J’eus le loisir d’observer Nassimah Dindar. Avec son petit mètre soixante, elle donne l’impression d’être entre les mastodontes que sont le D.G.S. des lieux, Christian Dijoux, et le préfet Dominique Vian. Une impression qui s’évapore sitôt qu’elle prend la parole.
Par-delà la qualité de son discours, c’est l’aisance qu’elle dégage quand elle vous cause cohérence et cohésion sociales. Elle n’a pas à se forcer. Elle est ici dans son élément. Son texte a été écrit, mais on sent qu’elle le sait, qu’elle le vit, qu’elle le maîtrise.
Me remonte à l’esprit le commentaire qui avait accueilli son élection à la présidence de l’assemblée départementale. C’était - clin d’œil, s’il en est, de l’Histoire en même temps que de l’anecdote - un jeudi premier avril.
Ceux qui en ont souri, attendant que le poisson soit ferré aux hameçons classiques des machos, peuvent aller se rhabiller : la jeune femme s’est vite hissée là où elle doit être, à l’aise à la barre de sa mission, capable d’aller chercher en dehors de son hémicycle les forces vives capables de donner de la dimension à ce qu’elle veut entreprendre.
Et puis, elle sait placer quand il le faut, là où il faut, ce qui, chez elle, prend la dimension d’un principe fort : "... par-delà nos chapelles",... "par-delà nos petites victoires"... "ne pas croire que nous détenons la solution miracle..." ... "il s’agit d’une lueur d’espoir, d’un élan nouveau..."

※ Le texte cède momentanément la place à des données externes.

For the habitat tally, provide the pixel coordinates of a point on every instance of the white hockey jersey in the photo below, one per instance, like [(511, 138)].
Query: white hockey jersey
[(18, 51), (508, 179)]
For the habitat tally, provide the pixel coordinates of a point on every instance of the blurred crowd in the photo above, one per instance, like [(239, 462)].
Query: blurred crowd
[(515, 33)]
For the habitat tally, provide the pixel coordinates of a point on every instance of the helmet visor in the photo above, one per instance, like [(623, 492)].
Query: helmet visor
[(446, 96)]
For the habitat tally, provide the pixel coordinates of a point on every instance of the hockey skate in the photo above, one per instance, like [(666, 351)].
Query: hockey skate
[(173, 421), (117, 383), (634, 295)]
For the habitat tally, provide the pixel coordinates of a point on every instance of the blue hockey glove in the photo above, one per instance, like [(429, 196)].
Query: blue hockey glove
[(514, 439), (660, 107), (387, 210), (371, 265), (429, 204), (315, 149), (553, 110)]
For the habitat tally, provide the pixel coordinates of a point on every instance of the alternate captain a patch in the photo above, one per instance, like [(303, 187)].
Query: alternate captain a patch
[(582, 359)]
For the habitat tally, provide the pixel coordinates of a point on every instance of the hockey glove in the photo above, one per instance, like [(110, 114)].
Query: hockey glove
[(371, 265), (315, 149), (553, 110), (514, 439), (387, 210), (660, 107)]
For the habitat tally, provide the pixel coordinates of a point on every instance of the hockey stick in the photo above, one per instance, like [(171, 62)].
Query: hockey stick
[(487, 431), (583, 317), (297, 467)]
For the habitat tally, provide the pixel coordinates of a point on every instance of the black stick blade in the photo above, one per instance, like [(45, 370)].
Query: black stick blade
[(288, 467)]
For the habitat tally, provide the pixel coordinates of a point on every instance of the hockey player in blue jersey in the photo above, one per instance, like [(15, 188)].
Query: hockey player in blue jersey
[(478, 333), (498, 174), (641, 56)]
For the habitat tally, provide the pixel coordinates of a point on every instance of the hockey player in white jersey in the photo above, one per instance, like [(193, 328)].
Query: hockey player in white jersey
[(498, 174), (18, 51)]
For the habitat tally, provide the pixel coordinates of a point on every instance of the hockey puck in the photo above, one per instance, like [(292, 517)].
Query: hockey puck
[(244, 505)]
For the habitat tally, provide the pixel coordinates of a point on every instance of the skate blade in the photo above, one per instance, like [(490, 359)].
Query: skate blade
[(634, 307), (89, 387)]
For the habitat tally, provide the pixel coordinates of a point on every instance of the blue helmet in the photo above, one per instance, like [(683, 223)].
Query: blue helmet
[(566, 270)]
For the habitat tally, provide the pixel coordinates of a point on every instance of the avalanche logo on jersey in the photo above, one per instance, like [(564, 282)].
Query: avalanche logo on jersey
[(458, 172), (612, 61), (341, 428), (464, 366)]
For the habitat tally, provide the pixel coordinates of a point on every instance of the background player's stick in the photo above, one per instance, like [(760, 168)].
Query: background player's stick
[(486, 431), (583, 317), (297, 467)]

Et la première femme musulmane présidente d’un Conseil général en France de donner la parole à Odile Thiéblin, à Deva Radakichenin, à Jean-François Rivière. Et aussi à Jean-Pierre Técher, trop comblé de pouvoir, en tant que rapporteur d’une des quatre commissions mises en place, dire que bien des Réunionnais attendent du concret dans l’optimisation des mesures présentées.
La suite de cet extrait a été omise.